Graphite is a wonder material, produced in nature and produced by man, and in high demand in many industries. Most graphite components, from graphite plates to crucibles, can be machined from pure graphite. However, graphite is a naturally porous material. It absorbs water, for instance, although very slowly. This quality of porosity is not ideal for some applications, and the graphite material must be mixed, or “impregnated,” with other materials that alter the behavior of the material in special circumstances, such as in the presence of chemicals or extreme heat. Below are some of the more common impregnation types that Semco has capabilities to produce for our clients whose graphite applications require particular qualities:
- Oxidation Reduction Impregnation (NOX):
This impregnation is useful in preventing the oxidation of the binder pitch that holds synthetic graphite together. This impregnation coats the exposed graphite on the exterior of the component and also infiltrates the interior to coat any open porosity and reduce the effect of oxygen on the graphite component. While useful in several graphite applications, NOX is not necessary in a controlled atmosphere furnace or a vacuum environment. Additionally, 900 degrees F is the maximum temperature at which this treatment will provide a benefit of extended component life. Care needs to be taken to establish that this treatment will not cause adverse effects in the intended application process.

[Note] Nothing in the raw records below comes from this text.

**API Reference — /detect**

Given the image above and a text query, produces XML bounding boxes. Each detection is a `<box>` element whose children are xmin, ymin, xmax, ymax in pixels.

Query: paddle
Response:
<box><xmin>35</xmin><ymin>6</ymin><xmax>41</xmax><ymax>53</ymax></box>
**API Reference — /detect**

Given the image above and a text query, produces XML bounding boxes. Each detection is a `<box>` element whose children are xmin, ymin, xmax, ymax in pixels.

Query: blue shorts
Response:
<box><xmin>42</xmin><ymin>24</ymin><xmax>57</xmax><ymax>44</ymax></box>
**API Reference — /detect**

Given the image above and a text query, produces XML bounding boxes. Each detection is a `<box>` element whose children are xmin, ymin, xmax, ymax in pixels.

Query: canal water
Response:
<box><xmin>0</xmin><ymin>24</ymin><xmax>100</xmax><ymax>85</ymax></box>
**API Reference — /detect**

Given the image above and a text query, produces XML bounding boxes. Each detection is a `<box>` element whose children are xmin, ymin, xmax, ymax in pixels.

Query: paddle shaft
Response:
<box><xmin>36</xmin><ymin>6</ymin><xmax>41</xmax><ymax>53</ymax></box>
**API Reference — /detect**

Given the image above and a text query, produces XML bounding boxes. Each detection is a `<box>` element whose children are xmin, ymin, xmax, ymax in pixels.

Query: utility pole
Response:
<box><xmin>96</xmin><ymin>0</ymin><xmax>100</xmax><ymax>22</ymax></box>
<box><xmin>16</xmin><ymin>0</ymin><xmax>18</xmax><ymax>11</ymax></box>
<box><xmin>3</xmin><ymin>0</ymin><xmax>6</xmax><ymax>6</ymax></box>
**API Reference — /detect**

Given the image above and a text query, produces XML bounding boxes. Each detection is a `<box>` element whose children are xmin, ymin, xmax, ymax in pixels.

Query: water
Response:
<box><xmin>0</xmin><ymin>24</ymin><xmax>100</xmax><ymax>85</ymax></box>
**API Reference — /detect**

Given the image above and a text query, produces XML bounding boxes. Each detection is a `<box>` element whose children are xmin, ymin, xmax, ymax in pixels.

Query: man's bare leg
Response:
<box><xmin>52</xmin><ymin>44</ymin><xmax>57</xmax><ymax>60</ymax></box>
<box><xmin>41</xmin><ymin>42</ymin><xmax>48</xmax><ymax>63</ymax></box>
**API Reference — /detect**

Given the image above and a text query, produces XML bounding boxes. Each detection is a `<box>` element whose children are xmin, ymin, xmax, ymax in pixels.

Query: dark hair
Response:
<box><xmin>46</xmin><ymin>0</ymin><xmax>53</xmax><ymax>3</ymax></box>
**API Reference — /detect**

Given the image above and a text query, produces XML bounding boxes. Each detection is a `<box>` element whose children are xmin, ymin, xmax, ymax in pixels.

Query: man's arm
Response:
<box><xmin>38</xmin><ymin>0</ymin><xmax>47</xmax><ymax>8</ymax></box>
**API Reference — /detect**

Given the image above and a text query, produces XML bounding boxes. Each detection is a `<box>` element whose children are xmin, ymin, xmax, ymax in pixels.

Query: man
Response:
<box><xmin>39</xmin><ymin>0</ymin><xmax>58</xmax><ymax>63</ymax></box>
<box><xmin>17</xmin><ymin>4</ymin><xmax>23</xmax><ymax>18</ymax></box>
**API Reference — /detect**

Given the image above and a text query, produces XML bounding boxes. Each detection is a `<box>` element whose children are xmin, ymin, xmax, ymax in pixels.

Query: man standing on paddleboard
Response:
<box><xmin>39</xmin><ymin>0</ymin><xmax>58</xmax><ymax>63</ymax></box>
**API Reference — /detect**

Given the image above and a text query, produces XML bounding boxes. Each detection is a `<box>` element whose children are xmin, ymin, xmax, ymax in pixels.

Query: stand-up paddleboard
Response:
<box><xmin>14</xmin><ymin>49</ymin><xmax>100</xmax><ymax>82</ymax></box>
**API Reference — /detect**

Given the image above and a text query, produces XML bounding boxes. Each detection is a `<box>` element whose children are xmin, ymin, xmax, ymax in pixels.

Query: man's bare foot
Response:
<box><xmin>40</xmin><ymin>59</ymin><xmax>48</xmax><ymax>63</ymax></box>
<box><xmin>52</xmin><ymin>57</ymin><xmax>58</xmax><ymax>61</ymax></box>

- Phenolic Resin Impregnation:
This impregnation is commonly used in the production of Graphite Heat Exchangers, as it provides completely closed porosity and will withstand a wide range of temperatures and will work with a large range of chemicals.
- Polyester Resin Impregnation:
This impregnation is useful in closing any open porosity inherent in graphitic components. Common uses of this treatment include graphite displacers, steam seals, and pump vanes. The resin actually fills any open porosity exposed during the machining process. Once the bake cycle is complete the component should be 99.9% solid and be able to perform as a seal. An additional benefit of the resin impregnation is an increase in strength and hardness of the graphite component.
- Oil Impregnation:
This impregnation is typically used in bearing and bushing applications where additional lubrication may be necessary. This is typically used in a lower temperature application.
- Silicon Carbide Conversion:
This process is actually a conversion of the outer layer of the graphite component into silicon carbide. The conversion process requires that a specific grade of graphite be used, as the graphite structure and its coefficient of thermal expansion are of utmost importance. If non-suitable graphite is used for conversion and the CTEs are incompatible, then the component is prone to fracture, spall, or crack on its initial high temperature run. Typical uses of this process include susceptors for semiconductor applications, optical applications, such as a mirror substrate for laser and radar systems, and industrial applications that may require an extremely hard heat resistant surface.
- Babbitt Impregnation:
Babbitt is a very popular and inexpensive self-lubricating bearing impregnation, typically used for dry applications at room temperature up to 350 degrees F. Additionally, this impregnation can be used for submerged applications due to its high corrosive resistance and long wear life. The impregnation consists of approximately 90% tin and the balance being copper and antimony. This impregnation can be used for items such as pump and meter bearings, seal rings, thrust washers and any number of roll bearing applications.
This process involves taking graphite material to extremely high temperatures and purging the hot graphite with chlorine gas to drive out any impurities. This process will usually produce extremely clean graphite with less than 5ppm of residual ash content. Purification is valuable in the semiconductor, nuclear, and quartz manufacturing industries.
- Spray Metalizing:
The process of spray metalizing consists of surface coating graphite components with a layer of metal. Metals such as zinc, copper, aluminum, cobalt, nickel, and bronze can be applied through spray metalizing. This process is useful in electrical contact applications.